Bolsonaro respondeu ao protesto em sua live semanal no Facebook. “Já ouvi muita gente do mercado aí contra mim, favorável à esquerda. Tiveram um exemplo aí, de como a esquerda adora a propriedade privada”, criticou o presidente. Segundo ele, a inflação “veio no mundo todo” durante a pandemia, “com a política do ‘fique em casa’”. O mandatário aproveitou para defender a política de vacinação de seu Governo e voltou a defender o “tratamento inicial” contra covid-19. Bolsonaro disse que foi ele quem informou ao ministro da Saúde, Marcelo Queiroga, sobre seu exame positivo de covid-19.

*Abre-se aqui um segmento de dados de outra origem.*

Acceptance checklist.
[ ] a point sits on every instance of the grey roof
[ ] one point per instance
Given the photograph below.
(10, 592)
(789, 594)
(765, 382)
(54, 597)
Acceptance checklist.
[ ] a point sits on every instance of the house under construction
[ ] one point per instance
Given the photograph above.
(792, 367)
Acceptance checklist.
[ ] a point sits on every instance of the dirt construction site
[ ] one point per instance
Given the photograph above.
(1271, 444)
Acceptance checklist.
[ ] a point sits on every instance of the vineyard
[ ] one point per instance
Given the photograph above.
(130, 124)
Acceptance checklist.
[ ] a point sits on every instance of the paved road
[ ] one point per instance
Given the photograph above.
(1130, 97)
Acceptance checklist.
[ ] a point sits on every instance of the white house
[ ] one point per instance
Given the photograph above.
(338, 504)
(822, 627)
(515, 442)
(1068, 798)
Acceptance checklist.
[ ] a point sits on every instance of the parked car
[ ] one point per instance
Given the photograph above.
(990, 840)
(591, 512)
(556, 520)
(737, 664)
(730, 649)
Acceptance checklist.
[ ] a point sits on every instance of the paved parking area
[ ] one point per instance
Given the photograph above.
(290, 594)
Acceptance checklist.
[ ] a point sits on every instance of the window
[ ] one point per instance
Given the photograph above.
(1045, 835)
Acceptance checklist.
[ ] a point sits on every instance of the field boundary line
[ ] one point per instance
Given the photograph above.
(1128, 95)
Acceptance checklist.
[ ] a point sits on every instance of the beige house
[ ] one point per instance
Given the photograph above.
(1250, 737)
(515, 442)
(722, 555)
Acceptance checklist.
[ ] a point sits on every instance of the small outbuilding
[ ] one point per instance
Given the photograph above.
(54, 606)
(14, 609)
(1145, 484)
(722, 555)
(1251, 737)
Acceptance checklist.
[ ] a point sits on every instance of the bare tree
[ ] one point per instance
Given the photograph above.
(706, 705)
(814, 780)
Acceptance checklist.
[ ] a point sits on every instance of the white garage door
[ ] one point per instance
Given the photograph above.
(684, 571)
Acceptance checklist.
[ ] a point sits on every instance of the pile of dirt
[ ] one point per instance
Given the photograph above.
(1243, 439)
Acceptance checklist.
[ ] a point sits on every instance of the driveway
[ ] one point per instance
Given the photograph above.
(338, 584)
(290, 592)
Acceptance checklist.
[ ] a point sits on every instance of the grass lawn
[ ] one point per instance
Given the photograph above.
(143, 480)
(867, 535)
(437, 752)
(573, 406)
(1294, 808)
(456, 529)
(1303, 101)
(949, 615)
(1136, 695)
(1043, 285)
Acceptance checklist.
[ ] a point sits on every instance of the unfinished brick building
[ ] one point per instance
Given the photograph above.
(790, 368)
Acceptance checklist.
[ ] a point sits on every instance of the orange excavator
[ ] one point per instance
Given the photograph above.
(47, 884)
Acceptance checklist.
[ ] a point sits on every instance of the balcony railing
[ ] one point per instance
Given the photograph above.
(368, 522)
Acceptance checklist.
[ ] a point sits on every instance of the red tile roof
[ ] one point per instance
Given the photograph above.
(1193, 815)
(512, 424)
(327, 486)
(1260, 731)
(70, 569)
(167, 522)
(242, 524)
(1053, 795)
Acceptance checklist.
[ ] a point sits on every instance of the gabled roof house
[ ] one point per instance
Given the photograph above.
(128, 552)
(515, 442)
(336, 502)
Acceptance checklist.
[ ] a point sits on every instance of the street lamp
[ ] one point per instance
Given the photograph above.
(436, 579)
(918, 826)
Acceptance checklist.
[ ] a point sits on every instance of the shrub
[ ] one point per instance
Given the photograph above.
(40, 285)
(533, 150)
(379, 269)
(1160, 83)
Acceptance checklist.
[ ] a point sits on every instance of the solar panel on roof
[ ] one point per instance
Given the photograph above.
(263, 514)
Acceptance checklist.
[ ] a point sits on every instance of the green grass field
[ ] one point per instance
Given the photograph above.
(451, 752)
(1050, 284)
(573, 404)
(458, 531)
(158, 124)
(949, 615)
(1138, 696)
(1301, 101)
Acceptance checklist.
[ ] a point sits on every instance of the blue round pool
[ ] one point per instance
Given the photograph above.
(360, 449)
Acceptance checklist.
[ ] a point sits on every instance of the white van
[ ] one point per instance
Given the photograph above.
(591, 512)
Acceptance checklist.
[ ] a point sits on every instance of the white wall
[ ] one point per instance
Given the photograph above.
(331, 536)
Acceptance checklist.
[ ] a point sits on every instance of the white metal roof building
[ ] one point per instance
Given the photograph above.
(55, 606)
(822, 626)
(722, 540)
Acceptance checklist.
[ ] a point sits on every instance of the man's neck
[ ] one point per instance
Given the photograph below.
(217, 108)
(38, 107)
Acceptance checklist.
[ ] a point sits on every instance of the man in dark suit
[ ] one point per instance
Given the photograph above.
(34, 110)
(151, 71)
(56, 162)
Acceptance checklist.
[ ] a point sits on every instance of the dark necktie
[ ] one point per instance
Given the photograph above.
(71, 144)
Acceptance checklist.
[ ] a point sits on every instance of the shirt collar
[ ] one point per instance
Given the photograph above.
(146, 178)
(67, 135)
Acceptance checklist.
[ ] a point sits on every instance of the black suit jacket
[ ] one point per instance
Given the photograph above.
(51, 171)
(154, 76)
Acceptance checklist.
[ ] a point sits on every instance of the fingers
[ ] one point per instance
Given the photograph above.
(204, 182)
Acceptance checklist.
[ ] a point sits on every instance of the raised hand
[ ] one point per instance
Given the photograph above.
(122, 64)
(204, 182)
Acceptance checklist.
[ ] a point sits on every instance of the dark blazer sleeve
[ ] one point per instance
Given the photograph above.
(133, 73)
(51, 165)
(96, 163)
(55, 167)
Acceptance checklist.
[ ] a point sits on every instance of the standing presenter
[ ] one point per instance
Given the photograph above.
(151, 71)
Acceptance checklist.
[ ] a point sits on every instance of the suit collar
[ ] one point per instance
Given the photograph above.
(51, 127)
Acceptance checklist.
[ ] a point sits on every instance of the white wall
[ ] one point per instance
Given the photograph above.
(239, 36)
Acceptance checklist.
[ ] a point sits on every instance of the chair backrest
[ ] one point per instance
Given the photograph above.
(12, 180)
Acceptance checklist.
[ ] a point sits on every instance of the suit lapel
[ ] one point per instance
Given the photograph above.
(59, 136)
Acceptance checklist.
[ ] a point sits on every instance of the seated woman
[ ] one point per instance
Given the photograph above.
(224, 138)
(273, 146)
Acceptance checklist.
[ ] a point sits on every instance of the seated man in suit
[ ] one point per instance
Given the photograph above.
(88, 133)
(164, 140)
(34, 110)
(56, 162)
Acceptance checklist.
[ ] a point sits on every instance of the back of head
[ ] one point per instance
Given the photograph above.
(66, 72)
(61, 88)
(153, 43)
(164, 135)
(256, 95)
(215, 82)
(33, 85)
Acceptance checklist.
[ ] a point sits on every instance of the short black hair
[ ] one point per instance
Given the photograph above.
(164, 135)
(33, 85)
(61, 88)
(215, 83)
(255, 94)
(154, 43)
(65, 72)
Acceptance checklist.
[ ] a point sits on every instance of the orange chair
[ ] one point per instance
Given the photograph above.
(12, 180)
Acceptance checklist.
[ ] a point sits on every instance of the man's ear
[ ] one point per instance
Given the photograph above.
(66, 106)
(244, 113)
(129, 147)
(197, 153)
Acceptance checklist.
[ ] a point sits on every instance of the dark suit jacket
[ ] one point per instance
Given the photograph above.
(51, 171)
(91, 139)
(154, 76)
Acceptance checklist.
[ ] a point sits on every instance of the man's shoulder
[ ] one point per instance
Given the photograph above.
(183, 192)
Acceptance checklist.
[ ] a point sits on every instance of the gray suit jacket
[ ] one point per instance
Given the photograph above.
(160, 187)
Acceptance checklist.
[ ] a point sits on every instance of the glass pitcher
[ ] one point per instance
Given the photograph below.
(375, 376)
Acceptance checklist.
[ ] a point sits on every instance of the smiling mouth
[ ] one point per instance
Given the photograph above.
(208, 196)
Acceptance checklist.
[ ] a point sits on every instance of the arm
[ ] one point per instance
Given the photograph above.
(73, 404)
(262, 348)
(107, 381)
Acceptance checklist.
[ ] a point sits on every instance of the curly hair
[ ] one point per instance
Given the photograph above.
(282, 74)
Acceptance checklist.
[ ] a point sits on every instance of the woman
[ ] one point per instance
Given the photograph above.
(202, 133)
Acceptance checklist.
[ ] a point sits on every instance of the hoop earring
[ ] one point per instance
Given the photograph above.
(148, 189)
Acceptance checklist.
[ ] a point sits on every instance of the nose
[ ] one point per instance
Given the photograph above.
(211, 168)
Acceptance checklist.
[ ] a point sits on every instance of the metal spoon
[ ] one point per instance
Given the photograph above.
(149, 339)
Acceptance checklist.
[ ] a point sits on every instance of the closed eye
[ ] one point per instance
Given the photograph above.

Um dos integrantes do setor de comunicação do MTST, que não quis se identificar, contou ao EL PAÍS que os atos são “permanentes” e que o grupo vai seguir atuando de forma independente e durante os protestos nacionais contra o Governo Bolsonaro que ocorrerem nos próximos meses. Grupo de oposição projetam uma nova rodada de manifestos para o próximo dia 2 de outubro, mas ainda reina a falta de consenso entre partidos de esquerda, como o Partido dos Trabalhadores (PT) e frentes que se opõem não apenas a Bolsonaro, mas ao ex-presidente Lula. “É inaceitável que o Brasil volte para o mapa da fome desta forma, enquanto tantos outros lucram. Estamos protestando com pautas que se via nos anos setenta. E vamos seguir protestando enquanto houver injustiça social”, disse o integrante à reportagem. Para ele, é preciso intensificar as vozes contra a situação socioeconômica brasileira, antes que o quadro se agrave ainda mais.

O MTST ainda não definiu novas datas para os próximos atos, que devem acontecer “com mais frequência” nos próximos tempos diante do aumento da fome e da desigualdade. O evento inesperado desta quinta-feira ocorreu um dia após o Banco Central elevar a taxa básica de juros de 5,25% para 6,25% ao ano —é o patamar mais alto desde junho de 2019. Espera-se que ajuste, que deve incidir no bolso das famílias brasileiras de forma colateral, supere a casa dos 8% ao final de 2022, numa tentativa de conter a inflação.

Fome, inflação e desemprego

Durante o protesto no saguão da principal ilha financeira do país, uma das mulheres de camiseta vermelha levantou um peça de carne embalada, algo que se tornou item de luxo nos últimos meses no Brasil. De acordo com a consultoria LCA, o preço da carne de boi deve fechar o ano em alta de 17,6%. As estimativas do mercado para a inflação de 2021 sobem a cada boletim divulgado —o último Focus, divulgado pelo Banco Central, elevou a taxa para 8,25%. O Brasil real também vê a taxa de desemprego circundar a casa dos 14,1% (no 2º trimestre deste ano), atingindo 14,4 milhões de brasileiros, segundo números de final de agosto divulgados pelo Instituto Brasileiro de Geografia e Estatística (IBGE).

Com menos emprego e o aumento nos preços, a fome bate à porta em tempos de pandemia: dados de 2020 da Rede Brasileira de Pesquisa em Soberania e Segurança Alimentar e Nutricional (Penssan) já mostravam que 19 milhões de brasileiros estavam em situação de fome no país; o quadro representa um aumento de mais de 9 milhões de pessoas em relação a 2018. Um quadro que afeta os arredores da B3. Da porta da Bolsa de Valores, enquanto os últimos integrantes do MTST caminhavam rumo à Praça da Sé, era possível observar barracas com um sem-número de pessoas em situação de rua, pedindo dinheiro a quem circulava apressado pelo centro de São Paulo.